W6 computes the series power of each column of W5, producing the same result as the individual computations in W3 and W4.
W1: seedrand(1);gsin(1000, 0.001, 100)^2+gnorm(1000, 0.001)*0.2
W2: psd(w1)
W3: {medfreq(w1, {150, 300})}
W4: {medfreq(w2, {150, 300}, "psd")}
W3 == 200.014561
W4 == 200.014561
W1 contains a squared 100 Hz sine wave sampled at 1 kHz with additive normally distributed random noise. The random number generated is set with a seed of 1 for consistent repeated results.
W2 computes the frequency domain PSD of W1.
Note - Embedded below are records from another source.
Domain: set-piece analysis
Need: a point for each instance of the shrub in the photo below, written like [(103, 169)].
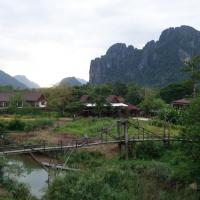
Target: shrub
[(149, 149), (16, 125)]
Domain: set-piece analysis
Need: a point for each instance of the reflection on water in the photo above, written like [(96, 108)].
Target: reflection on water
[(32, 174)]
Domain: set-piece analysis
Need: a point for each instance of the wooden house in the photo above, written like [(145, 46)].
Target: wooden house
[(35, 99)]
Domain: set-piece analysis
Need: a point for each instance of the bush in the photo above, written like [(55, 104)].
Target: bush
[(16, 125), (149, 149)]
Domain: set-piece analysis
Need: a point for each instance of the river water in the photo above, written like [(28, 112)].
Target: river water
[(31, 173)]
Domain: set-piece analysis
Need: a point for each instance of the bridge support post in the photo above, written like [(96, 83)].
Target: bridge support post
[(126, 139), (118, 129)]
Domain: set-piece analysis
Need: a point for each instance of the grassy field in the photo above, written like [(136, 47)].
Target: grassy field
[(115, 178), (93, 127)]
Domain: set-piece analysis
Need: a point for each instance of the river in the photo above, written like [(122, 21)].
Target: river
[(32, 174)]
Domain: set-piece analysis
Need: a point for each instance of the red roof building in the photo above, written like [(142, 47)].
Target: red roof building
[(36, 99)]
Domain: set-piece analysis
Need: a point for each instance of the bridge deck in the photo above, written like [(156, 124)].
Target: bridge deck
[(85, 145)]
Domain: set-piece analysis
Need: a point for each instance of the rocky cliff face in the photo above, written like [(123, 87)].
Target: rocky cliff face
[(157, 64)]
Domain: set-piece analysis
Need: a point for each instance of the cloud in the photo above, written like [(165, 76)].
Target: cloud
[(48, 40)]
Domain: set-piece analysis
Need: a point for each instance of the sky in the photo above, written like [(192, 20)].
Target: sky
[(47, 40)]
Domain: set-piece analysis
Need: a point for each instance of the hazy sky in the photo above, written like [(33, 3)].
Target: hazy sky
[(47, 40)]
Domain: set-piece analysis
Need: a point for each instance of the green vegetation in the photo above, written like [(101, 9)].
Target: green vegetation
[(90, 126), (12, 189), (93, 126), (24, 124), (120, 179)]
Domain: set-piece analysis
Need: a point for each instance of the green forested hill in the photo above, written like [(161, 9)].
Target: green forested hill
[(6, 79)]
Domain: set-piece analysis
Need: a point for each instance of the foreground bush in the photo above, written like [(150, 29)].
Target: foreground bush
[(127, 182)]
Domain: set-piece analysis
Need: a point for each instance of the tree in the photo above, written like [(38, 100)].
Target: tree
[(134, 94), (119, 89), (176, 91), (99, 95), (191, 131), (152, 105), (58, 97), (193, 68)]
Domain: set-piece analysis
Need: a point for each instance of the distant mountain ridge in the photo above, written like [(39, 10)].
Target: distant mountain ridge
[(72, 81), (6, 79), (23, 79), (157, 64)]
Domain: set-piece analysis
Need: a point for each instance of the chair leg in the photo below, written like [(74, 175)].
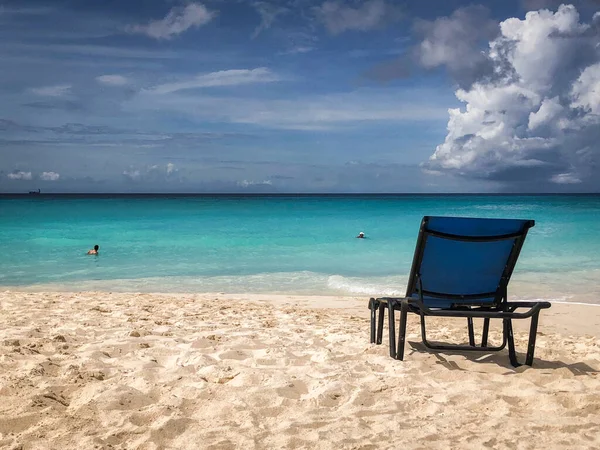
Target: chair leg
[(512, 354), (486, 329), (424, 332), (373, 308), (532, 337), (380, 323), (402, 331), (471, 331), (392, 328)]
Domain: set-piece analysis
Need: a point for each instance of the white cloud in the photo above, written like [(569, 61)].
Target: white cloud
[(49, 176), (304, 113), (132, 174), (537, 119), (372, 14), (220, 78), (178, 20), (112, 80), (454, 41), (52, 91), (250, 183), (565, 178), (20, 175), (268, 14)]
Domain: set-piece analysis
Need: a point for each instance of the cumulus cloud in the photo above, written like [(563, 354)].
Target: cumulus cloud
[(49, 176), (538, 117), (268, 14), (132, 174), (112, 80), (250, 183), (19, 175), (52, 91), (221, 78), (372, 14), (178, 20), (455, 42)]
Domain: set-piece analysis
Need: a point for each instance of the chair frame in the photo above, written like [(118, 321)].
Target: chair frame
[(470, 306)]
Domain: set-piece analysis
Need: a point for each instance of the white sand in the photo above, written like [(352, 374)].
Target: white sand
[(210, 371)]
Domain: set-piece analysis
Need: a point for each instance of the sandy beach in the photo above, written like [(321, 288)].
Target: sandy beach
[(214, 371)]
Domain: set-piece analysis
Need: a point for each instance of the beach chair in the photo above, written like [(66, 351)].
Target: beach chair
[(461, 268)]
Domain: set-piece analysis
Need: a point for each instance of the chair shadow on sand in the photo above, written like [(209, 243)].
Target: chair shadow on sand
[(577, 369)]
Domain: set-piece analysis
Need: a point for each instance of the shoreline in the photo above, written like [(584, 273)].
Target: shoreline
[(145, 371)]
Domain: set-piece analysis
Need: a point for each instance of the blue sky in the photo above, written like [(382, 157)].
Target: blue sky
[(299, 96)]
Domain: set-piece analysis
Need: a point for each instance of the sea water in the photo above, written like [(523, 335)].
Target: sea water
[(279, 244)]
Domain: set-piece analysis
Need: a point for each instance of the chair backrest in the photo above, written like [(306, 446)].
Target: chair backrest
[(465, 261)]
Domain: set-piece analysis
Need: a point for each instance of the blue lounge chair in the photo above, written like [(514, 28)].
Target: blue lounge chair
[(461, 268)]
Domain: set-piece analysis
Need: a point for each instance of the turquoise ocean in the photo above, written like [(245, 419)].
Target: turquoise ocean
[(278, 244)]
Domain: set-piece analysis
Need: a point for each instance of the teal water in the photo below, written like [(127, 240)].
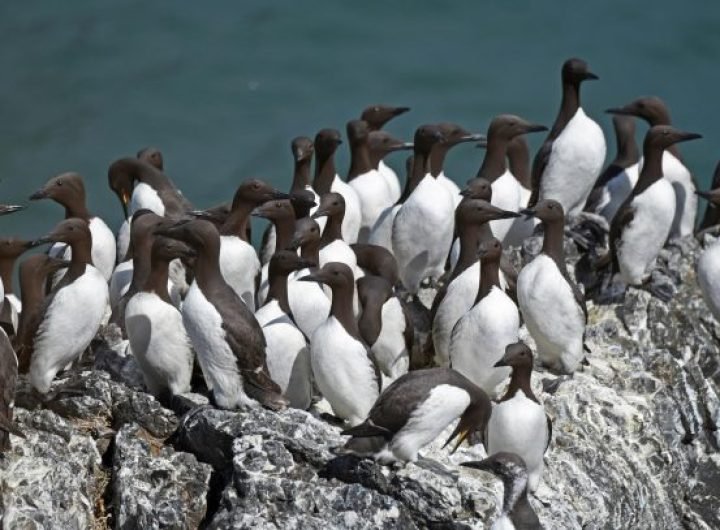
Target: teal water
[(222, 87)]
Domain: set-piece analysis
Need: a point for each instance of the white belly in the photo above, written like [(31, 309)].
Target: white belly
[(374, 195), (444, 404), (479, 339), (422, 233), (708, 275), (389, 349), (459, 298), (308, 302), (506, 195), (288, 355), (239, 266), (381, 233), (393, 183), (70, 322), (217, 360), (576, 160), (519, 425), (353, 214), (642, 239), (145, 197), (160, 343), (616, 191), (551, 314), (343, 372)]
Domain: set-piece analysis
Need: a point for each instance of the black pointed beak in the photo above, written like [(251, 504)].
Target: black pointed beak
[(39, 194), (535, 127), (10, 208)]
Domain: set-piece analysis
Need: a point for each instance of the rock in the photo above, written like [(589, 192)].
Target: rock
[(51, 479), (154, 486)]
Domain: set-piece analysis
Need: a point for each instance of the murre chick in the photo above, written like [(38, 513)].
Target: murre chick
[(288, 353), (155, 327), (618, 179), (416, 409), (68, 190), (518, 423), (516, 512), (655, 112), (423, 227), (225, 335), (644, 222), (342, 365), (75, 309), (372, 189), (33, 272), (552, 305), (376, 116), (571, 158), (453, 135), (480, 336), (327, 180), (506, 190), (308, 301)]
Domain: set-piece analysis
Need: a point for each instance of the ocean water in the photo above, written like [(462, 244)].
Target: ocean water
[(222, 87)]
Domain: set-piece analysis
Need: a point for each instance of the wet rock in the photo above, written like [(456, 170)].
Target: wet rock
[(155, 486)]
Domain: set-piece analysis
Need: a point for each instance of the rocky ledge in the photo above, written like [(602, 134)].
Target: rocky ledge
[(635, 444)]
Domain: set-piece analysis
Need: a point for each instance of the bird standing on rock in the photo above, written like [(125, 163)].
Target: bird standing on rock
[(552, 305), (414, 410), (225, 335)]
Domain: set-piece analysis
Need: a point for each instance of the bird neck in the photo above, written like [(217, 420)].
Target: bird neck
[(324, 173), (301, 176), (359, 160), (494, 164)]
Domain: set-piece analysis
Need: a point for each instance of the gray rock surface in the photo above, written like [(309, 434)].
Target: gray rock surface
[(635, 441)]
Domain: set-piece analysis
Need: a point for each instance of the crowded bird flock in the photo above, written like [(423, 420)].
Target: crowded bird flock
[(322, 312)]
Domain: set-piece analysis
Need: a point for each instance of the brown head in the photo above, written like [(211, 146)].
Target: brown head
[(68, 190), (152, 156), (377, 116)]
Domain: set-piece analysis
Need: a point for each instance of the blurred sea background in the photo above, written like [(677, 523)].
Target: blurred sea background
[(222, 87)]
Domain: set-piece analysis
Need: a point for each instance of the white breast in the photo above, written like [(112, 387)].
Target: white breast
[(616, 191), (288, 355), (375, 196), (422, 233), (551, 314), (353, 214), (479, 339), (239, 266), (160, 343), (643, 238), (343, 372), (391, 180), (381, 233), (145, 197), (506, 195), (708, 275), (451, 187), (217, 360), (308, 302), (519, 425), (444, 404), (576, 160), (389, 349), (458, 300), (70, 322)]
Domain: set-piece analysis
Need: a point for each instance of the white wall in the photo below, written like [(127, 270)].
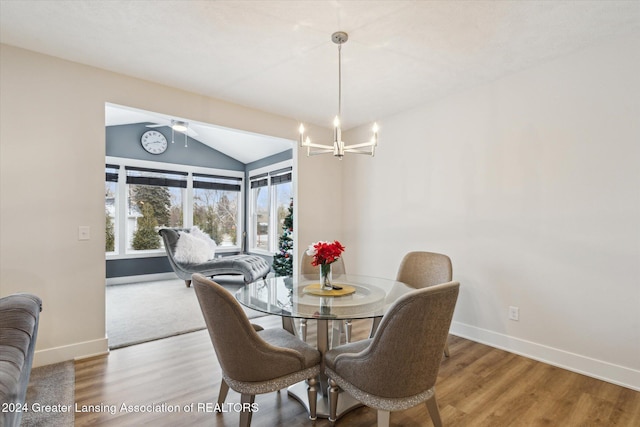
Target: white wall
[(52, 152), (532, 185)]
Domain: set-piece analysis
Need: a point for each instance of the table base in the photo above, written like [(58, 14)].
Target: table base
[(346, 403)]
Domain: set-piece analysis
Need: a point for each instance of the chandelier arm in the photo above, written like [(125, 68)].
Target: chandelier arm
[(340, 81), (362, 145), (366, 152), (314, 153), (321, 146)]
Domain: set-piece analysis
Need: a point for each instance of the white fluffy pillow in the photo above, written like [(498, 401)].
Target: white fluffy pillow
[(196, 232), (191, 250)]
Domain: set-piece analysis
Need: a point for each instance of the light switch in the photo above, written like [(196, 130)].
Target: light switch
[(84, 232)]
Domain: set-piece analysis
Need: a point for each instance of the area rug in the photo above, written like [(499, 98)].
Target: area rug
[(50, 396), (148, 311)]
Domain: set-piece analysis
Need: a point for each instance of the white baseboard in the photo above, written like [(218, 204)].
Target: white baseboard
[(605, 371), (141, 278), (80, 350)]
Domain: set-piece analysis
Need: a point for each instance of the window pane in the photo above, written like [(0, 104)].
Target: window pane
[(216, 212), (151, 207), (110, 192), (260, 226)]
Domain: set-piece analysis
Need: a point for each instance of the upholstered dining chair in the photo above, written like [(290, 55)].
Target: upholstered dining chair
[(402, 359), (310, 270), (421, 269), (253, 360)]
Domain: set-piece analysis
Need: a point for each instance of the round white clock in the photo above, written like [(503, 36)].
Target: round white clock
[(154, 142)]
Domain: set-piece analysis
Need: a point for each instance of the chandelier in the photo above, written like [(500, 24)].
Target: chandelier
[(339, 148)]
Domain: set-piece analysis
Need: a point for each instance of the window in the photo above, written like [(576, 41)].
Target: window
[(216, 204), (270, 195), (141, 197), (110, 198), (154, 200)]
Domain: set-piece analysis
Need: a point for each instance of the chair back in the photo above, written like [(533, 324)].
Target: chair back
[(307, 269), (242, 353), (404, 355), (424, 269)]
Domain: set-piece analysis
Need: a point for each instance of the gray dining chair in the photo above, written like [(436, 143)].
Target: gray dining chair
[(253, 360), (422, 269), (313, 271), (402, 359)]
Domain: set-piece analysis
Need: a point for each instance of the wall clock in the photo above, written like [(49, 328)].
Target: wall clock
[(154, 142)]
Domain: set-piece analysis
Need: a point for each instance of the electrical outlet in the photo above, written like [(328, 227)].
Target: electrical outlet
[(84, 232)]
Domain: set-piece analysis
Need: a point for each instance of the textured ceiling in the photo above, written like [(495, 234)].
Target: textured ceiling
[(278, 56)]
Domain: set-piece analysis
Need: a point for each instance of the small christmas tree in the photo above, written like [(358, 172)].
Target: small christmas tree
[(283, 260)]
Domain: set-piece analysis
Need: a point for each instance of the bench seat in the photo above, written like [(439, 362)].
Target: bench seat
[(252, 267)]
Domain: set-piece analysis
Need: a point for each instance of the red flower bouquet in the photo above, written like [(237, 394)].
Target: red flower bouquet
[(325, 252)]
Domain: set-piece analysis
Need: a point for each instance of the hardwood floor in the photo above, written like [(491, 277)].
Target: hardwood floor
[(477, 386)]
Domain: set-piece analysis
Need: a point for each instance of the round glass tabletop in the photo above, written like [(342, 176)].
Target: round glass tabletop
[(361, 297)]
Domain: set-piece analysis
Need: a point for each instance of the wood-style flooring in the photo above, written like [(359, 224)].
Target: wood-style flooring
[(477, 386)]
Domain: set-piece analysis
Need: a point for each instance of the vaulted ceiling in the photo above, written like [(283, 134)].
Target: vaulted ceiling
[(278, 56)]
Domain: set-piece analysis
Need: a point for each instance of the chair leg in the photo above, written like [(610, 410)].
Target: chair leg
[(222, 394), (432, 406), (312, 395), (383, 418), (374, 326), (288, 325), (333, 400), (247, 403)]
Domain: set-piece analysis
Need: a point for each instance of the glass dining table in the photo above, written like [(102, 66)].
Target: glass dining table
[(300, 297)]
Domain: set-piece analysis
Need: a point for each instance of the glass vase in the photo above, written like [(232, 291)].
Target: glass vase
[(325, 277)]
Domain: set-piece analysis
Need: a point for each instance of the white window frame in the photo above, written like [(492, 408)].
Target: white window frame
[(121, 203), (273, 231)]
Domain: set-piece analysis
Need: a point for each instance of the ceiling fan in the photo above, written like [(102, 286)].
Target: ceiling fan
[(177, 126)]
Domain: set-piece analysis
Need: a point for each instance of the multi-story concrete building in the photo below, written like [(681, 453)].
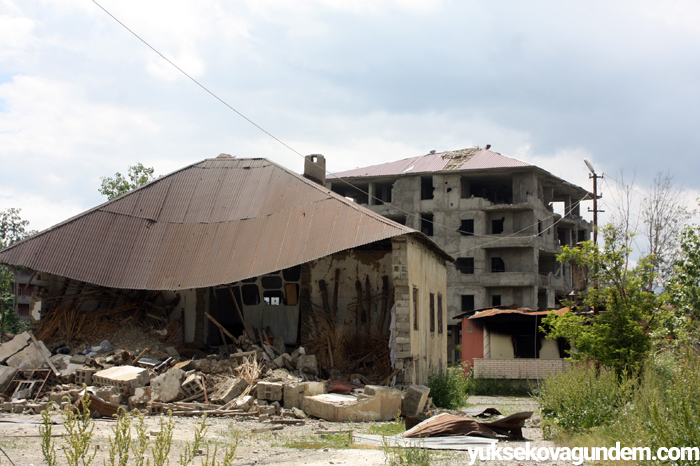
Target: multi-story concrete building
[(503, 220)]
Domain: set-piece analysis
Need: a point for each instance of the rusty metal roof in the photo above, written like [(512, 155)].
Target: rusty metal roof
[(473, 158), (505, 310), (521, 311), (215, 222)]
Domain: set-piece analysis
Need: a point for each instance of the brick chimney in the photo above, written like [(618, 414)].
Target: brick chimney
[(315, 168)]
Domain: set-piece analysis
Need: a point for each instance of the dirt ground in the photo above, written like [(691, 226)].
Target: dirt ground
[(20, 440)]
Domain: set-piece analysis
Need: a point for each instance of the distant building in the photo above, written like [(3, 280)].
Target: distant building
[(494, 214), (22, 289)]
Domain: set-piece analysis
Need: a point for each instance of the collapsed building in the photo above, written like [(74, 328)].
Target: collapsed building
[(231, 246), (503, 220)]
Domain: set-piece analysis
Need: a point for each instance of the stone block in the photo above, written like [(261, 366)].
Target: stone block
[(124, 378), (307, 364), (30, 357), (167, 387), (414, 400), (192, 384), (78, 359), (14, 346), (382, 404), (228, 389), (294, 393), (244, 403), (6, 374), (84, 376), (271, 391)]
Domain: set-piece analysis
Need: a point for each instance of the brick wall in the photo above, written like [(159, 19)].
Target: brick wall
[(516, 368)]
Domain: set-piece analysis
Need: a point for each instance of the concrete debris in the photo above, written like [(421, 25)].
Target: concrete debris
[(245, 380)]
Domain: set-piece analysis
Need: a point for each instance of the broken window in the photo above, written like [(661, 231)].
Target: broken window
[(292, 274), (467, 302), (426, 224), (271, 282), (464, 188), (273, 297), (497, 265), (497, 225), (426, 187), (465, 265), (466, 228), (250, 294), (415, 308), (498, 190)]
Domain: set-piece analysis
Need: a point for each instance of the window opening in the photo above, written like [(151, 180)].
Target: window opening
[(465, 265), (466, 228), (415, 308), (497, 265), (426, 224), (426, 187), (497, 225), (250, 294)]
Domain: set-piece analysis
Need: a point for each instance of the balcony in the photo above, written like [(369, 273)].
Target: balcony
[(507, 279)]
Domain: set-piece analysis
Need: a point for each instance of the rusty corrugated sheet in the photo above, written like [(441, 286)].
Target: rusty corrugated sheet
[(214, 222), (465, 159), (522, 311)]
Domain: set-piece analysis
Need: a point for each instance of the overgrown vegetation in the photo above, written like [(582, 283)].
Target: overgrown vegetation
[(115, 186), (124, 449), (400, 456), (581, 399), (658, 409), (449, 388)]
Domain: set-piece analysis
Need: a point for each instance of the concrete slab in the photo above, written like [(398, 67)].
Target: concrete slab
[(17, 344), (30, 357), (294, 393), (167, 387), (6, 374), (414, 400), (382, 405), (124, 378)]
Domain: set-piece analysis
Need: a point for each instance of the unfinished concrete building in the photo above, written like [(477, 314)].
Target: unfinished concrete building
[(504, 221)]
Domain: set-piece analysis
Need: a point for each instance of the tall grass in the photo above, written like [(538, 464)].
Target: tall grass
[(660, 409), (449, 388), (581, 399)]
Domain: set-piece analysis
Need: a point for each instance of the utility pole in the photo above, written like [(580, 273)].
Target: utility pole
[(595, 210)]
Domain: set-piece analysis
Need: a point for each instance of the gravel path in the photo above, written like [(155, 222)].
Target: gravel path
[(22, 443)]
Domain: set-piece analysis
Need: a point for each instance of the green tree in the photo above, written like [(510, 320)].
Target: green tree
[(12, 229), (617, 333), (118, 184), (682, 319)]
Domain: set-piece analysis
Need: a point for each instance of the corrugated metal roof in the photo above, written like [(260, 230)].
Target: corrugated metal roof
[(214, 222), (521, 311), (464, 159)]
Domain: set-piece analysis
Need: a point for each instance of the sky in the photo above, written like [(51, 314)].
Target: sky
[(359, 81)]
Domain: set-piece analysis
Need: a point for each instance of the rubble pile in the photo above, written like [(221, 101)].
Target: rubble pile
[(256, 380)]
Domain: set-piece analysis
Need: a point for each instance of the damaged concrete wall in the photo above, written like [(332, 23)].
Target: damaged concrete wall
[(421, 309), (356, 275)]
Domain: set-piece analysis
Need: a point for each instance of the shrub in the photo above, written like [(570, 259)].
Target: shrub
[(582, 398), (449, 388), (664, 409)]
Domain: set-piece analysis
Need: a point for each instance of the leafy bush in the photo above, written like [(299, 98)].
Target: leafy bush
[(664, 409), (449, 388), (582, 398)]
W3 computes the series power of W1 between 150 Hz and 300 Hz.
W4 computes the series power of W1 between 150 Hz and 300 Hz directly from the PSD in W2.
W3 and W4 produce the same result.
W1: seedrand(1);gsin(1000, 0.001, 100)^2+gnorm(1000, 0.001)*0.2
W2: powspec(w1)
W3: {medfreq(w1, rate(w1), {150, 300})}
W4: {medfreq(w2, xvals(w2), {150, 300}, "powspec")}
W3 == 200.014561
W4 == 200.014561
Same as above except the sample rate and frequencies are explicit and the input to W4 is the power spectrum in W2.
MEDFREQ computes the median frequency of the energy distribution of the series spectrum. The median frequency is the frequency that divides the spectrum into two halves of equal power.
The returned frequency is linearly interpolated within the frequency band that is determined to contain the median frequency.
The input is considered a frequency domain PSD if psdflag is "psd". If psdflag is "powspec", the input is considered a power spectrum as computed by POWSPEC.
See MEANFREQ to compute the mean frequency.